Their statement prompted a Twitter user to tag in Kennedy’s wife, actress Cheryl Hines, saying, “You need to make a statement! Do you stand with your husband?”
A day later, on Monday evening, Hines finally broke her loud silence on the matter, replying, “My husband’s opinions are not a reflection of my own. While we love each other, we differ on many current issues.”
A Twitter user took issue with Hines’ vague response, writing, “How about this? ‘No one should compare anything to the horrors of the Holocaust. My husband was wrong to do so.’” That prompted Hines to reply, “Yes, I agree with you.”
Kennedy’s decision to compare COVID vaccine mandates—or the choice to get a vaccine in order to prevent the spread of a deadly, contagious virus—to the systematic annihilation of Jews during the Holocaust is particularly galling given that the hit show Hines stars in, Curb Your Enthusiasm, is populated by a cast of Jewish actors/characters, including star/creator Larry David, and is one of the most culturally Jewish programs in TV history.
Then again, there’s no bottom to Kennedy’s anti-vax crusade.

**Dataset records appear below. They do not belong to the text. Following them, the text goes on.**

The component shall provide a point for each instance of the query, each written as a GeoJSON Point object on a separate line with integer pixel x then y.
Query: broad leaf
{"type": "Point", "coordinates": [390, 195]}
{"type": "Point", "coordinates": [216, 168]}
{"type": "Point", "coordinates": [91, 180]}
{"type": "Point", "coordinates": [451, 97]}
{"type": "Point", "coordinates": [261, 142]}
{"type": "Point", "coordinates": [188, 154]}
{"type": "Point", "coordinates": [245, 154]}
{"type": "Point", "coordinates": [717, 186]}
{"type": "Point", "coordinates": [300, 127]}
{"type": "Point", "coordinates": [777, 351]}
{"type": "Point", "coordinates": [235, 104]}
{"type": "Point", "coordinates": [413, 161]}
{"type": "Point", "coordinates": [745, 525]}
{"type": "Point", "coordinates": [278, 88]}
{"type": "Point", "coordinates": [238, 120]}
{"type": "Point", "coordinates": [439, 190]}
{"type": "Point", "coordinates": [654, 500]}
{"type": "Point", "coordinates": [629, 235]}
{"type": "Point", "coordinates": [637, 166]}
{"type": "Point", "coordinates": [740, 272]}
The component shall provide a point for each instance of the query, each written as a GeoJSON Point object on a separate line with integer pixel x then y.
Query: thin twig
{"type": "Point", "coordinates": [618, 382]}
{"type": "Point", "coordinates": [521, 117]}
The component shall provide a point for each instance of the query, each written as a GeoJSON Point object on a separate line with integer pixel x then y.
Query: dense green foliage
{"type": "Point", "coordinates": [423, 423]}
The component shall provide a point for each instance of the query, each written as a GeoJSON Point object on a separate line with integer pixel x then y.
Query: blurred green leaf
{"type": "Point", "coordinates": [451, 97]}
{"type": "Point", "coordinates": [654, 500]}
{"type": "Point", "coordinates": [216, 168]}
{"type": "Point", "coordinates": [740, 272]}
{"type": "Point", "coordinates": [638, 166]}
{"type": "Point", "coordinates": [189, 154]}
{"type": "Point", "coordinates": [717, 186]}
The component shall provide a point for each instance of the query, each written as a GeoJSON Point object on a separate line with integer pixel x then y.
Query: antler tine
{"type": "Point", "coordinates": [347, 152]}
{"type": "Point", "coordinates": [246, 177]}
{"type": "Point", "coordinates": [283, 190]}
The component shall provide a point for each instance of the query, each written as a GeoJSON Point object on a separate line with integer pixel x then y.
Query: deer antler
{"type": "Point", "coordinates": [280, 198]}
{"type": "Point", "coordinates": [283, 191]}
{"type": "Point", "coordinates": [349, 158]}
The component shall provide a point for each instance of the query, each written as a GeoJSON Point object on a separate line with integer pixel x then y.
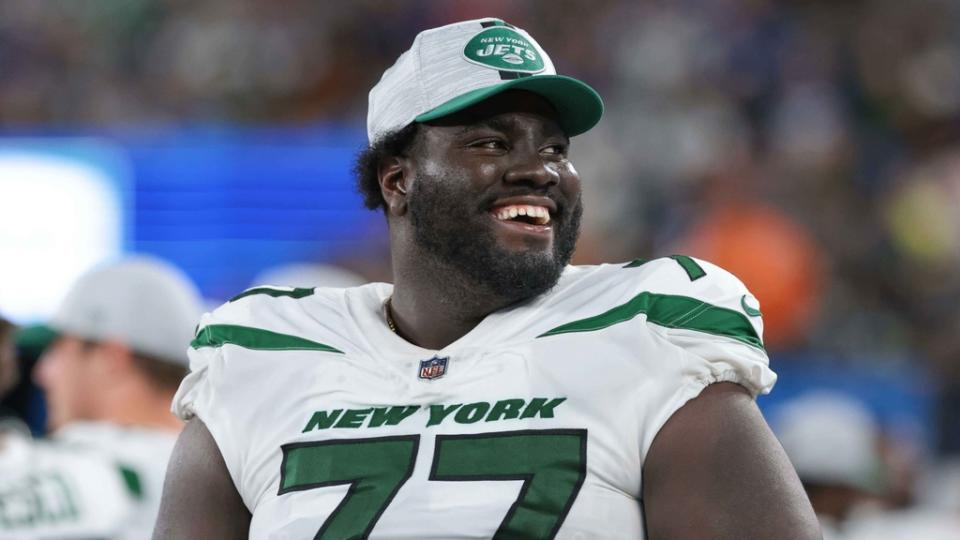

One year prior to his Holocaust rant, he falsely tied baseball legend Hank Aaron’s death to the COVID vaccine.
On Tuesday afternoon, Kennedy tweeted that to “the extent my remarks caused hurt, I am truly and deeply sorry.”
“I apologize for my reference to Anne Frank, especially to families that suffered the Holocaust horrors,” he wrote. “My intention was to use examples of past barbarism to show the perils from new technologies of control.”
But this isn’t his first mea culpa. In 2015, he also apologized after making the false claim that vaccinations cause autism and comparing it to the Holocaust. “They get the shot, that night they have a fever of 103 [degrees], they go to sleep, and three months later their brain is gone. This is a Holocaust, what this is doing to our country,” he said.
After the 2015 backlash, he apologized “to all whom I offended by my use of the word to describe the autism epidemic.” “I employed the term during an impromptu speech as I struggled to find an expression to convey the catastrophic tragedy of autism which has now destroyed the lives of over 20 million children and shattered their families,” he insisted.